Comment 36 Mikhail Zabaluev nokia 2011-01-11 20:46:28 UTC
Integrated the fix for Harmattan.
Comment 37 Rajil Saraswat 2011-02-15 22:33:06 UTC
Can this be backported to Maemo please since some of us are trying to use N900
with FreeSwitch?
Comment 38 Mikhail Zabaluev nokia 2011-02-16 11:25:19 UTC
(In reply to comment #37)
> Can this be backported to Maemo please since some of us are trying to use N900
> with FreeSwitch?

Not in official releases, sorry. But I guess the community effort could package
telepathy-sofiasip 0.6.6 or later easily.
Comment 39 Rajil Saraswat 2011-02-16 12:01:10 UTC
(In reply to comment #38)
> (In reply to comment #37)
> > Can this be backported to Maemo please since some of us are trying to use N900
> > with FreeSwitch?
> 
> Not in official releases, sorry. But I guess the community effort could package
> telepathy-sofiasip 0.6.6 or later easily.

The patches are against sofia-sip rather than telepathy-sofiasip. So sofia-sip
needs to recompiled rather telepathy-sip?

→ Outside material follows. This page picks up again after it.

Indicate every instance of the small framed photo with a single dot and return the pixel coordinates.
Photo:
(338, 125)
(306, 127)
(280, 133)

Is patching official sofia-sip (sofia-sip_1.12.10-0maemo5+0m5.tar.gz) with the
following be sufficient?

http://gitorious.org/~ppessi/sofia-sip/pessi-sofia-sip/commit/928c1059befc9a20a2c80f077ca71ebb9a111c61
http://gitorious.org/~ppessi/sofia-sip/pessi-sofia-sip/commit/8e65c5259c9ffb08646fdcd4b98d9f7ced862e9f
http://gitorious.org/~ppessi/sofia-sip/pessi-sofia-sip/commit/505dd0051d87afb2a7380be631597081572c0e1b
Comment 40 Mikhail Zabaluev nokia 2011-02-16 13:49:09 UTC
(In reply to comment #39)
> > Not in official releases, sorry. But I guess the community effort could package
> > telepathy-sofiasip 0.6.6 or later easily.
> 
> The patches are against sofia-sip rather than telepathy-sofiasip. So sofia-sip
> needs to recompiled rather telepathy-sip?

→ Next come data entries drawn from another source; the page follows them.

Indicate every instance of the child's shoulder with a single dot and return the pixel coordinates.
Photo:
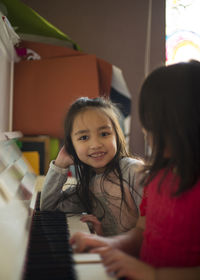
(127, 162)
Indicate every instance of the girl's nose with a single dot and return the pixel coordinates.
(96, 143)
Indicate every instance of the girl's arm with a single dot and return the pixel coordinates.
(130, 242)
(120, 264)
(52, 196)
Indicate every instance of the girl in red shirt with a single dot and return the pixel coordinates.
(165, 244)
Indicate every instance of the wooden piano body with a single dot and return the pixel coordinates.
(19, 188)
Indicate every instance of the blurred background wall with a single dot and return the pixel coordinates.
(127, 33)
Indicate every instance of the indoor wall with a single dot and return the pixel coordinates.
(125, 33)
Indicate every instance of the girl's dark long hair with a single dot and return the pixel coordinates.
(169, 110)
(84, 172)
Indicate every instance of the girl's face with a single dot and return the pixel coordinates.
(94, 139)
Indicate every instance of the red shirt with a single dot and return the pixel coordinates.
(172, 234)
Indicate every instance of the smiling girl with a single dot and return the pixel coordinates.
(107, 186)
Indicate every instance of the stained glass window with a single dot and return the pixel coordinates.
(182, 30)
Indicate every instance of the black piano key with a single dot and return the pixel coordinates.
(49, 253)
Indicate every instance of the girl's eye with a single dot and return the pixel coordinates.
(84, 137)
(105, 133)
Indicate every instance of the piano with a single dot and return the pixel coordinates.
(34, 244)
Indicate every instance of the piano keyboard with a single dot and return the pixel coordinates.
(49, 253)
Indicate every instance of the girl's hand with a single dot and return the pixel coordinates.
(63, 160)
(119, 264)
(96, 224)
(83, 242)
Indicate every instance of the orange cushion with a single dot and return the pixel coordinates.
(44, 89)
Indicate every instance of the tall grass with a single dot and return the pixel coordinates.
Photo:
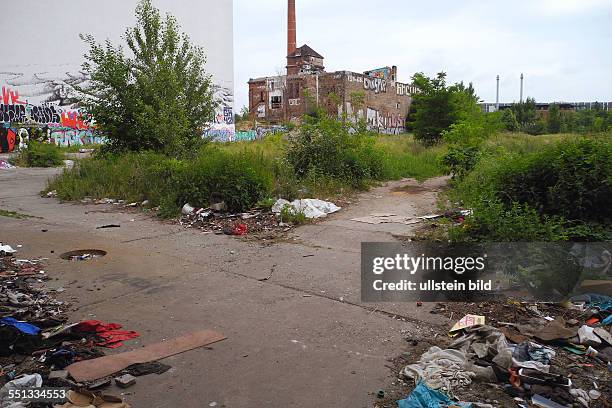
(242, 173)
(405, 157)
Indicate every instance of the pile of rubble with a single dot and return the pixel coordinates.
(260, 222)
(513, 354)
(37, 344)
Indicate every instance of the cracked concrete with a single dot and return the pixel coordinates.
(300, 338)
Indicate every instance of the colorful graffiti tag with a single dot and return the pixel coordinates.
(61, 125)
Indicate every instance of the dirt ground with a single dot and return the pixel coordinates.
(301, 338)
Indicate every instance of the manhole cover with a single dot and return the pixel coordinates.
(83, 254)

Woops, yes indeed. You'd better update telepathy-sofiasip as well to fix a
couple of other bugs, though.

> Is patching official sofia-sip (sofia-sip_1.12.10-0maemo5+0m5.tar.gz) with the
> following be sufficient?

Perhaps it's easier just to package the current master tree, the patches are
there.
Comment 41 Rajil Saraswat 2011-02-18 22:41:00 UTC
(In reply to comment #40)
> (In reply to comment #39)
> > > Not in official releases, sorry. But I guess the community effort could package
> > > telepathy-sofiasip 0.6.6 or later easily.
> > 
> > The patches are against sofia-sip rather than telepathy-sofiasip. So sofia-sip
> > needs to recompiled rather telepathy-sip?
> 
> Woops, yes indeed. You'd better update telepathy-sofiasip as well to fix a
> couple of other bugs, though.
> 
> > Is patching official sofia-sip (sofia-sip_1.12.10-0maemo5+0m5.tar.gz) with the
> > following be sufficient?
> 
> Perhaps it's easier just to package the current master tree, the patches are
> there.

telepathy-sofiasip master tree needs an updated telepathy-glib >= 0.13.9 which
depends on GLib=>2.25.16. Wouldnt updating GLib break everything else in
fremantle?
Comment 42 Mikhail Zabaluev nokia 2011-02-19 20:33:47 UTC
(In reply to comment #41)
> > Perhaps it's easier just to package the current master tree, the patches are
> > there.


> telepathy-sofiasip master tree needs an updated telepathy-glib >= 0.13.9 which
> depends on GLib=>2.25.16.

I meant the master tree of sofia-sip.
For telepathy-sofiasip, version 0.6.6 should fit Maemo 5 better.